It is the second day of Rosh Hashanah, the Jewish new year. Rosh Hashanah is at once a celebration of the birth of the world, and a time of self-examination and repentance. These days between Rosh Hashanah and Yom Kippur, the day of atonement (at-one-ment), called the Days of Awe, are my favorite holidays. I grew up believing this holy time of judgment and penitance to be very solemn, but in recent years I see them as a cause for celebration, because I am reminded of the true, forgiving nature of God, of reality. I love the timing of the high holy days; September, back-to-school time. I've always loved fresh starts.
This year I am not celebrating in the most traditional way. I did go to (very feminist, egalitarian, progressive, Santa Cruz-style) services last night, and heard the sound of the shofar (ram's horn), a call to wake up. I can always use the reminder.

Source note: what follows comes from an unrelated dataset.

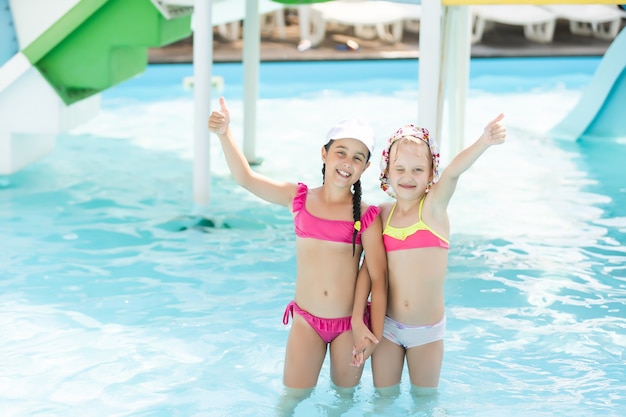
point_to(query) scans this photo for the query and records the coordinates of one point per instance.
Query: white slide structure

Today I went down to the San Lorenzo River, steps from my front door, to perform my personal version of tashlich, the custom of casting bread upon the waters, symbolic of throwing off the year's accumulated sins. For me, sin is about separation: how have I separated myself from others, from the earth, from my body, from Creation, by believing anything is less than good? Where did I drop the ball, and why? With ducks and seagulls as my witnesses, I asked myself and the universe for the clarity to make things right, and for a clean slate. The birds happily fished the stale bread bits out of the river, and having no concept of such things, took on no sins of mine.

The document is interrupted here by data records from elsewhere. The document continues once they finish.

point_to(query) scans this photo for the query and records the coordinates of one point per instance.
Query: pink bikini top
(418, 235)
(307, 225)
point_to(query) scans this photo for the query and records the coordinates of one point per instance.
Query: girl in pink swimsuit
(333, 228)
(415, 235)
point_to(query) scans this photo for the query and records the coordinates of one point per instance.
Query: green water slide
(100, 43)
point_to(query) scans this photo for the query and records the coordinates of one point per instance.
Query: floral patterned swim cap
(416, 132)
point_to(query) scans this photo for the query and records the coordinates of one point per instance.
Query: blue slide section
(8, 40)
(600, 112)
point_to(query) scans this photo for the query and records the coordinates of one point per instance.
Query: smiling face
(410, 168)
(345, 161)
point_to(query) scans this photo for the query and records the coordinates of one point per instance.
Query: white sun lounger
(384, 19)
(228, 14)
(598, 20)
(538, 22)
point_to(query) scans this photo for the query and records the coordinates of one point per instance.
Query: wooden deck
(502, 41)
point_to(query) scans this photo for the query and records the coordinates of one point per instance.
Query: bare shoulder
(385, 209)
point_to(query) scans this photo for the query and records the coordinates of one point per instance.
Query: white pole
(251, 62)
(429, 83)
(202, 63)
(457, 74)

Afterwards, I went swimming, cognizant that this was also my mikvah, or ritual bath. As the water cleansed and supported me, I was reminded of the words of a beautiful song: Return again, return again, Return to the home of your soul. Return to who you are, return to what you are, Return to where you are born and reborn again.
"We always begin now." —Byron Katie.
May all be inscribed in your Book of Life for a beautiful year/beautiful mind.